High-resolution imaging science experiment59 image ESP_055357_1540 acquired in May 2018 along with HiRISE image PSP_003799_1540 (acquired in 2007) enabled the construction of a centimetre scale DTM. Both images have 25.6 cm/pixel (with 1 × 1 binning) resolution so objects down to 77 cm can be resolved. A digital terrain model (DTM) was produced from the HiRISE images ESP_055357_1540 and PSP_003799_1540 using the USGS Integrated Software for Imagers and Spectrometers (ISIS) software and the BAE photogrammetric package SOCET SET according to a previously used methodology60. Tie points were automatically populated in SOCET SET between the two images.

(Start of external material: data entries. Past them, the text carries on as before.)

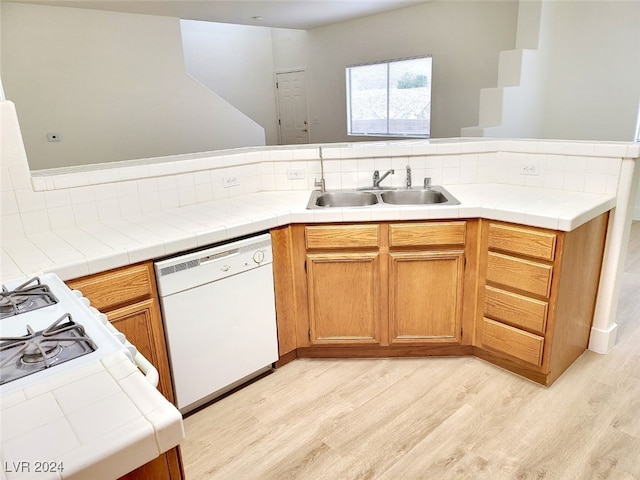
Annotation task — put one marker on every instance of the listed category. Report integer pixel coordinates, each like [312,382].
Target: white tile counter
[99,421]
[80,221]
[81,250]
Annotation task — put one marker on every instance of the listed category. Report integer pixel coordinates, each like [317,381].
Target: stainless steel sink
[414,197]
[435,195]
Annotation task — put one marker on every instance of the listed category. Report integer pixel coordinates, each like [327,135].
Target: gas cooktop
[47,329]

We ran a series of bundle adjustments, removing erroneous tie points until the remaining points had an RMS pixel matching error of ≤0.6 pixels. The resultant DTM was then tied to Mars Orbital Laser Altimeter61 topography and exported with a horizontal post spacing of 1 m/pixel and a vertical precision of ~1 m.

Calculation of sedimentary package dimensions

The acquired HiRISE DTM of the Hellas outcrop was of sufficient resolution to enable accurate tracing of beds and plotting of architectural elements (Fig. 2). Channels thickness were obtained measuring the exact elevation of the channel top and the exact elevation of the channel base using ArcMap 10.6 elevation tools. Channel widths were measured by tracing an edge-to-edge topographic channel profile using the HiRISE DTM. This allowed calculation of true thickness, given that they are bound by laterally extensive fifth-order surfaces, which are almost flat lying (Supplementary Fig. 5).

Architectural analysis

Line drawings were only attempted at areas where stratigraphy is clearly visible. Outcrop orientation with respect to paleoflow is not known, so no architectural elements with distinct directional components (e.g., downstream accretion, lateral accretion) were assigned. Sediment grain size is also unknown, thereby prohibiting the distinction between active and abandoned channel-fill deposits. The completed architectural panel enabled the various sediment stacking patterns and lateral relationships assessed.

Bounding surface hierarchy

A hierarchy of bounding surfaces was used to describe partitions of fluvial strata at outcrop, with different order surfaces reflecting river processes at varying scales62 (Table 1, Supplementary Fig. 1). The principles of the hierarchical division applied here follows that detailed in previous papers22,62. Succinctly, zeroth, first and second order surfaces relate to foreset, set and coset boundaries, respectively, and are not observable from HiRISE imagery. Third- and fourth-order surfaces indicate the presence of macroforms (e.g., a barform deposit) or a channel. Fourth-order surfaces represent the upper and lower boundaries of the macroform or channel, whereas third-order surfaces relate to internal growth increments (indicating flow fluctuation, but no significant changes in predominant fluvial style). Fifth-order surfaces are the highest order observed at the studied outcrop and bind major depositional packages (e.g., channel belts). More fifth-order surfaces are likely present in the studied outcrop than highlighted on Fig. 2. This is simply because their confident recognition depends on an understanding of their relationship with lower order surfaces, and in some instances the vagaries of outcrop exposure (particularly towards the bottom of the section) prevent this.

Estimation of outcrop age

The age of the intercrater plains, which form the planform cover of the studied sedimentary-stratigraphic succession, has been estimated in a previous work19 using various crater count techniques. They date 3.70 + 0.03/−0.04 Ga (Noachian). The latter represents the age of the surface at the top of the outcrop studied in this work, which lies in the S1 unit (Fig. 1819). Crater counts were performed on Context Camera (CTX; 5–6 m/pixel) data using Crater Tools. Crater statistics and crater model ages were analysed with Craterstats2 software. For more details and references see a previous study19.